Cinque anni dopo l’album Champagne for Gypsies, torna con una nuova produzione incentrata sul tema della diversità religiosa e della coesistenza pacifica: Three Letters from Sarajevo; uscito con Universal.
Il musicista balcanico è ormai nella zona consacrata ai grandi miti della musica contemporanea; continua tuttavia ad esercitare il suo fascino anche alla soglia dei settanta anni e di una vita all’insegna della sperimentazione e del nomadismo musicale.
Nato a Sarajevo da madre serba e padre croato, Goran Bregovic crea i suoi primi gruppi rock a sedici anni. “Il rock aveva all’epoca un ruolo fondamentale nella nostra vita. Era l’unica possibilità per poter esprimere pubblicamente il nostro malcontento senza rischiare di finire in galera, o quasi”.
Per far piacere ai suoi genitori, Goran si impegna a proseguire i suoi studi di filosofia e sociologia se l’enorme successo del suo primo disco non avesse deciso altrimenti. Seguono quindici anni con il suo gruppo White Button e tredici album venduti in 6 milioni di copie.
Tour interminabili in cui Goran diventerà l’idolo della gioventù jugoslava.

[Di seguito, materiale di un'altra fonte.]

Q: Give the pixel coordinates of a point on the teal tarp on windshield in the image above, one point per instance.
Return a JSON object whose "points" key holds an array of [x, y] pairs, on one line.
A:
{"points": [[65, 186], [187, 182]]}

Alla fine degli anni 80, Bregovic si libera del suo ruolo sfibrante di “star” e si isola in un “ritiro dorato” in una piccola casa sulla costa adriatica. Qui compone le musiche del terzo film di Emir Kusturica Il Tempo dei Gitani.
Ma ben presto i primi disordini scoppiano in Yugoslavia e i due amici sono costretti ad abbandonare tutto e trasferirsi a Parigi. Alla sua origine già mista, Goran ha aggiunto una moglie musulmana.
Tutto questo è necessario per comprendere fino in fondo la filosofia artistica di Bregovic che appare tra i suoi musicisti vestito di bianco da sempre, il non-colore capace di assorbire e trattenere ogni sfumatura di colore presente nel mondo.
Unico, selvaggio e raffinato si lascia rapire da ogni tipo di contaminazione che arriva dal cinema di Kusturica, dal teatro, dalla tradizione.
A Villa Ada la sua orchestra si è esibita in formazione ridotta, per motivi ovviamente logistici ma il pubblico fedele sembra non accorgersene, travolto dal ritmo indiavolato e del suo rapporto empatico con i fan che invita a cantare con una perfetta padronanza dell’italiano.
Ho notato l’assenza del direttore-percussionista, Ognjen Radivojevic e di Alen Ademovic rimpiazzati da un nuovo artista. Quelle che non potrebbero mai essere sostituite sono le voci bulgare, presenti nei loro costumi coloratissimi.
Il rituale è quello solito, i pezzi nuovi sono stati composti con la collaborazione di musicisti come Bebe, Riff Cohen, Rachid Taha, Asaf Avidan. Un Bregovic en passant che infiamma i cuori dei suoi fedelissimi, in un contesto anche troppo intimista per la portata del suo sound.